# HackerRank – Mark and Toys solution

In this article, I’ll explain how to solve the Mark and Toys algorithm problem on HackerRank.

Problem statement: Given a fixed budget and a list of item prices. What is the max number of items you can purchase? You can only buy each item once.

Note: This is the Mark and Toys problem from HackerRank.

Example:

You’re given \$10 and a list of items to choose from:

• A cool coffee cup for \$10.
• A pack of pencils for \$2.
• A notebook for \$8.

The max number of items you can buy is 2 (the \$2 pencils and the \$8 notebook).

## Approach

The brute force approach to this problem is to look at all possible combinations of prices. We have N prices. Start by looking at the sum of all N prices. If it’s over budget, look at all combinations with N – 1 prices. And so on. In the worst case, we’d be looking at 2^N – 1 combinations of prices, which means the time complexity is O(2^N). It’s hard to get much worse than that.

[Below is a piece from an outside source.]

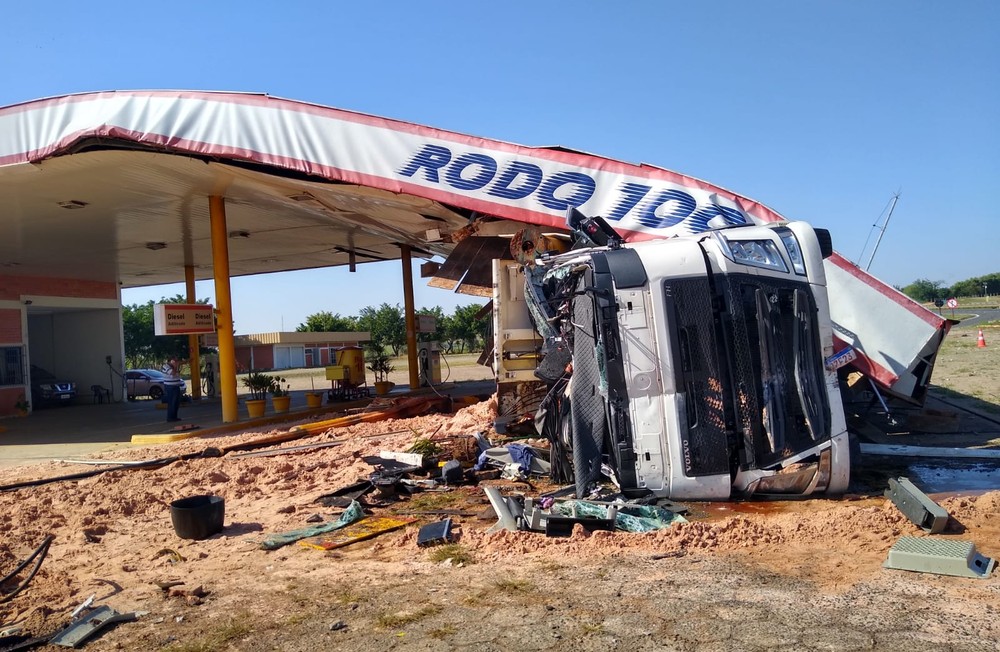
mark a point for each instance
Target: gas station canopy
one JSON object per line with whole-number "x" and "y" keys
{"x": 113, "y": 187}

Note: 2^N – 1 = (N choose 1) + (N choose 2) + … + (N choose N).

### Get greedy

We don’t need to look at all combinations of prices. Instead, we can use a greedy algorithm approach. When we buy an item, it is no longer available, and we subtract it from the budget. To maximize the number of items purchased, we keep buying the cheapest item available until the budget runs out (or when there’s no more available items).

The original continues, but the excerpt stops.